Gus kündigte wie immer mit einem lauten Bellen mein Kommen an und ich stapfte durch den Vorgarten geradewegs zur Terrasse.
»Entschuldigung, ich hab...«

»Sag mal, bist du betrunken?!«, wurde ich sofort von meiner Mutter unterbrochen. Sie kam geradewegs auf mich zu. Sie sah wunderschön aus in ihrem Sommerkleid mit floralem Muster und ich hätte es ihr gesagt, wenn sie nicht direkt in den Angriffsmodus über gegangen wäre.

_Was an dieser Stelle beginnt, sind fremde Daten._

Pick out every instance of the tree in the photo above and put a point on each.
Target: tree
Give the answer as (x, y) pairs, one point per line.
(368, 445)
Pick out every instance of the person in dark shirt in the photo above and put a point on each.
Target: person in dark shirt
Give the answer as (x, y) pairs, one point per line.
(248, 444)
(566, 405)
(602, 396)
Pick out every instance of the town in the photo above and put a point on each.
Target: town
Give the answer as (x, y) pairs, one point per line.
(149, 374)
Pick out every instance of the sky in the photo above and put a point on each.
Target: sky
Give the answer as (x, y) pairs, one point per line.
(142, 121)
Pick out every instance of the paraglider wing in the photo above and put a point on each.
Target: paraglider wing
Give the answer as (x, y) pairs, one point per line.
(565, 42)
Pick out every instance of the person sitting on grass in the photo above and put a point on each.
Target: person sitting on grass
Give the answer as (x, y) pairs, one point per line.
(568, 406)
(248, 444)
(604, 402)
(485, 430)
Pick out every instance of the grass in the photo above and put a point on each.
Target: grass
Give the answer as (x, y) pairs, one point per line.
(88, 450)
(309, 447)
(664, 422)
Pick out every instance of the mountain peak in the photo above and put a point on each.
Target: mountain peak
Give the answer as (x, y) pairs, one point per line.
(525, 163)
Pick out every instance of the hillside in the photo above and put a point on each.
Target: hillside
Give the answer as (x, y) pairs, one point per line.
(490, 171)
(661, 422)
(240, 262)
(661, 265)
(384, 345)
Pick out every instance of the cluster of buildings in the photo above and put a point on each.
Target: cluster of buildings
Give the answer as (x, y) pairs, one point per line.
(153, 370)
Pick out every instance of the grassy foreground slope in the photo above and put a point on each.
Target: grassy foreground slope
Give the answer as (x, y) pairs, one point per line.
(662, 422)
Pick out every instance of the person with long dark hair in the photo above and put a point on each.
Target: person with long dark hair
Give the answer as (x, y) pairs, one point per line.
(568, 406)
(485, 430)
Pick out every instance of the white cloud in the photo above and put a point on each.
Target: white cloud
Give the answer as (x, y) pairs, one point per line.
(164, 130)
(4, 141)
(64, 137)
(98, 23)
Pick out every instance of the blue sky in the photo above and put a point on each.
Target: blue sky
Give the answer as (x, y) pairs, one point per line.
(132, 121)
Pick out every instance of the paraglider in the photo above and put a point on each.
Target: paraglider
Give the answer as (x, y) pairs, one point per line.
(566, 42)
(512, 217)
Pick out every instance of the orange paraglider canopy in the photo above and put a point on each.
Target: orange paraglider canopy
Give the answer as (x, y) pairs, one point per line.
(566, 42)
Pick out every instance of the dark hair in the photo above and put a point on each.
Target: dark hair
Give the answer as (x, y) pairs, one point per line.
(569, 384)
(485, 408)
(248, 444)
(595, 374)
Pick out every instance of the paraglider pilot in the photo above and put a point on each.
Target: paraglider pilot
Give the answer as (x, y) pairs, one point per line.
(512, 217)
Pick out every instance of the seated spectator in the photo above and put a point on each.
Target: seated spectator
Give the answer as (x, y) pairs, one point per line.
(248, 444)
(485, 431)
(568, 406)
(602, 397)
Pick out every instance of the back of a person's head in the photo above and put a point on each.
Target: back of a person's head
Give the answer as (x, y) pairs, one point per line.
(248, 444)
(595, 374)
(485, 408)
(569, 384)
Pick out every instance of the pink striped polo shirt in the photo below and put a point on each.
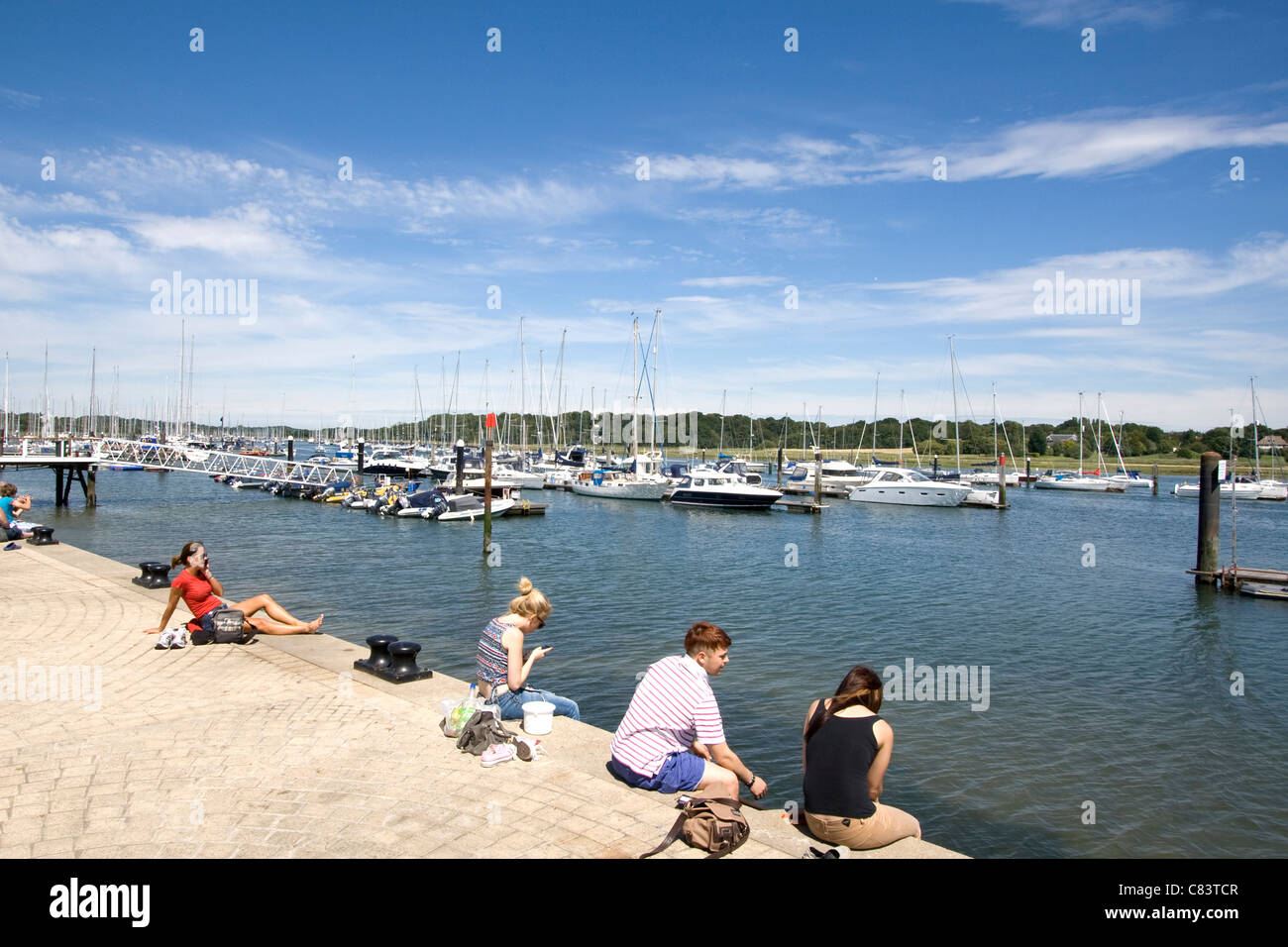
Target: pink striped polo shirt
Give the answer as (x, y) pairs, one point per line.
(671, 707)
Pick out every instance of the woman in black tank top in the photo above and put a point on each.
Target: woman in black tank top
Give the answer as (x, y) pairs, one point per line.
(845, 757)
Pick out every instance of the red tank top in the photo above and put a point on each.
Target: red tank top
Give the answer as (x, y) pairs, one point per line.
(197, 594)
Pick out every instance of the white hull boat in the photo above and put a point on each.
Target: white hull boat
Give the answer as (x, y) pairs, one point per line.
(905, 487)
(618, 486)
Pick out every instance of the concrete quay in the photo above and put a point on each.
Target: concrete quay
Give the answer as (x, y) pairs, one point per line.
(111, 749)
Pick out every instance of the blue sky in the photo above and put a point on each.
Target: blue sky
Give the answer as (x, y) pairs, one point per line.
(768, 169)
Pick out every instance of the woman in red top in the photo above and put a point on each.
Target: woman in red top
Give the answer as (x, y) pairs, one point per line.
(201, 591)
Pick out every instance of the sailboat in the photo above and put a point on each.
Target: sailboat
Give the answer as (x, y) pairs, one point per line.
(1080, 480)
(643, 480)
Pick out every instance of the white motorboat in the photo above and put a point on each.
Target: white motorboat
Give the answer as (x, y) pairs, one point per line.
(1131, 479)
(910, 488)
(469, 506)
(1240, 489)
(724, 489)
(618, 486)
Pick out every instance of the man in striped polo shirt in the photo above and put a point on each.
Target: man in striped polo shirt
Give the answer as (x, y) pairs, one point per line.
(671, 738)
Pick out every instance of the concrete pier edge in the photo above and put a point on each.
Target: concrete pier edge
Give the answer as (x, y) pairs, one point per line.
(279, 749)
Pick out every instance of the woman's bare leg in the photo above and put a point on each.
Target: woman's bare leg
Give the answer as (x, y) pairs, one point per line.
(274, 611)
(268, 626)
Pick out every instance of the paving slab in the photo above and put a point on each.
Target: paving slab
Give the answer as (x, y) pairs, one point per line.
(277, 749)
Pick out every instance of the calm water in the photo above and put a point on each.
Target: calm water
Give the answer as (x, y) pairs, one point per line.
(1107, 684)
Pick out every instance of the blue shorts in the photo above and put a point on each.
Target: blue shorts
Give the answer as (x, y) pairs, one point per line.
(206, 622)
(682, 772)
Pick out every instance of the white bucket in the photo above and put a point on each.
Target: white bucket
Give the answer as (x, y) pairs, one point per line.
(539, 716)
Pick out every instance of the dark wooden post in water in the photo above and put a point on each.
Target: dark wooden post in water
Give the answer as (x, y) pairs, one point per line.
(818, 478)
(1210, 519)
(487, 496)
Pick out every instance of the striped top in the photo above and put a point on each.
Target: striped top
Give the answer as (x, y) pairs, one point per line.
(493, 661)
(671, 707)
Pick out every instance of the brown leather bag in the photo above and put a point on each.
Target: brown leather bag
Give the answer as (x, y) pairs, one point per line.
(712, 825)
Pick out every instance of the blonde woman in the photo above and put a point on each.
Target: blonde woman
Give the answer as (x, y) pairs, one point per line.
(502, 671)
(846, 754)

»Es könnte sein, dass ich gestern ein bisschen feiern war«, erklärte ich dann kleinlaut und versuchte, mich zusammen zu reißen, denn als ich auf der Terrasse zum stehen kam, bemerkte ich, dass ich zu schwanken begann. Ich war ein Fall fürs Bett, aber ganz sicher nicht für die nächste Party.
»Du warst feiern?! Du gehst nie feiern«, wieder drang die strafende Stimme meiner Mutter an mein Ohr und ich verzog aufgrund der Lautstärke mein Gesicht. Ihre Tonlage drang unangenehm an mein Ohr und mein Kopf dröhnte so, dass ich meine Augen zusammen kniff.
»Jetzt mecker doch das Kind nicht an, haste nicht gehört sie war feiern. Unsere kleine Lou war feiern, es geschehen also doch noch Zeichen und Wunder. Halleluja, danket dem Herren!«, rief meine Großmutter aus und die ersten ihrer Gäste blickten sie verwirrt an.
»Holt die Kristallgläser, packt den Champagner aus. Louisa war feiern!«, fügte meine Großmutter hinzu und tat beinahe so, als wäre mein Partyabend das achte Weltwunder.
Natürlich war ich schon öfter feiern, nur war ich dann nicht am Tag danach bei meinen Eltern, sondern lag in meinem Bett, unfähig mich zu bewegen, und bemitleidete ich mich selbst. Zugegeben, die letzte Party lag schon eine ganze Weile zurück, aber dennoch wusste ich, wie man feierte. Das Schlimme daran war nur, dass je älter ich wurde, umso länger brauchte ich, um mich von einer Party zu erholen. Und schon hatte man dank eines Partyfreitags ein versautes Wochenende und das war es mir nicht wert gewesen, jedenfalls nicht ständig, so wie Paul das ganze praktizierte. Ich konnte wetten, dass er jetzt schon wieder in den Startlöchern für die nächste Party stand und überlegte, was er an diesem Tag anstellen konnte.

Ich für meinen Teil versuchte mir nicht anmerken zu lassen, wie fertig ich in Wahrheit war. Das Buch, mit den Aufgaben die mir Nora gestellt hatte, war für den Moment aus meinem Gedächtnis verschwunden. Alles, was jetzt zählte, war den Tag zu überstehen und schnellstmöglich nachhause auf die Couch, oder besser noch, ins Bett zu kommen. Ich beugte mich zu meiner Großmutter und drückte sie. In den letzten Tagen hatte ich so viel um die Ohren, das ich Vergessen habe meiner Oma ein Geschenk zu kaufen. Kurzerhand entschied ich mich dazu, sie zum Frühstück in ihr Lieblingscafé einzuladen.
»Happy Birthday Nana«, hauchte ich ihr entgegen und umarmte sie ein weiteres Mal. Sie roch wie immer nach dieser perfekten Mischung aus Rose, Minze und Zitrone, ein Duft, der mich wieder einmal in meine Kindheit zurückversetzte und mich zur Ruhe kommen ließ.
»Danke Liebes. Aber um ehrlich zu sein, du riechst wie eine Schnapsbrennerei«, gab sie nach meinen Glückwünschen zurück und grinste mir frech entgegen. Einer ihrer guten Freunde, der früher einmal mein Mathelehrer war, verschluckte sich amüsiert an einem Schluck Wein. Genau dafür liebte ich meine Oma: gnadenlose Ehrlichkeit. Langsam richtete ich mich wieder auf und begann an mir zu riechen.